A medida que aumentaba la demanda mundial de lámparas de aceite de ballena, el negocio de la caza de ballenas estaba en auge y pronto la oferta no podía mantenerse a la altura de la demanda. Los consumidores se mostraban reacios a pagar el precio exorbitante de 2,50 dólares por galón por el aceite de ballena. Y los fluidos de iluminación alternativos resultaron ser de menor calidad e incluso potencialmente peligrosos.

En 1851, la caza de ballenas había tenido un efecto tan perjudicial en las ballenas que los pescadores tuvieron que moverse de los océanos atlántico e indio sobreexplotado, que hizo el producto aún más raro e inasequible. Hoy en día, esto nos plantea un problema poco probable dado que vivimos en una sociedad marcada por el lujo de elegir numerosos métodos de producción de electricidad, y disfrutamos de la producción en masa de bombillas en todas sus formas. Pero, la producción de energía fue una crisis real a mediados de 1800, y la gente literalmente se quedó sin luz.

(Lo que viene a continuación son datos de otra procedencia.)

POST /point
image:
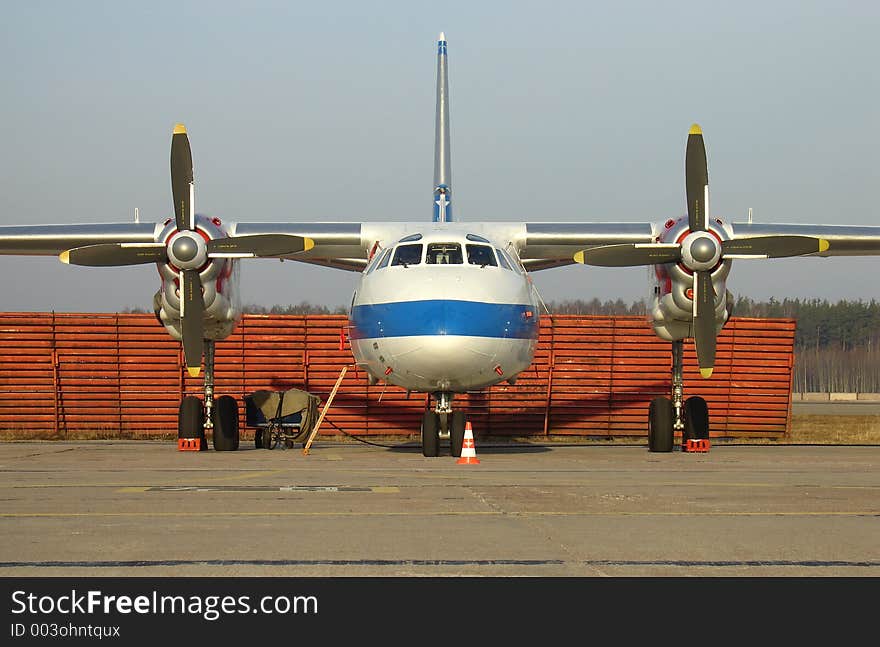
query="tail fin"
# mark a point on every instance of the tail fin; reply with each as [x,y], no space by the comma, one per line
[442,163]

Abraham Gesner nos salvó a nosotros y a las ballenas

Abraham Pineo Gesner fue un médico canadiense y geólogo. En 1846, su investigación mineral resultó en un líquido combinado de carbón, betún y pizarra bituminosa, que él llamó queroseno. En comparación con los productos de la competencia, el queroseno no era ni maloliente ni sucio, y sobre todo: una vez que su producción se comercializó a través de Gesner en 1850 (la Kerosene Gaslight Company), la producción en masa de ella (especialmente después de la compañía Gesner fue comprado por Standard Oil ) Redujo los precios de la iluminación.

No sólo Gesner había inventado una nueva forma de iluminar literalmente el mundo, sino que había privado a la industria ballenera de su fuente de ingresos más importante. La pesca masiva de cachalotes se había vuelto obsoleta:

Las actividades empresariales de Gesner y el establecimiento de sus obras pioneras de keroseno en Nueva York fueron fundamentales para el desarrollo de la joven industria del carbón. Este último creció rápidamente en los años siguientes. El surgimiento de los nuevos aceites de carbón desencadenó inevitablemente la caída de la industria ballenera cuyos “años dorados” finalmente habían llegado a un final abrupto.

Así que la próxima vez que desee pensar en una organización o industria que ha impedido la crueldad animal y la horrible muerte de millones de animales, no piense en Greenpeace. Piense en la industria del petróleo.

Por Bill Wirtz, publicado en Mises.org.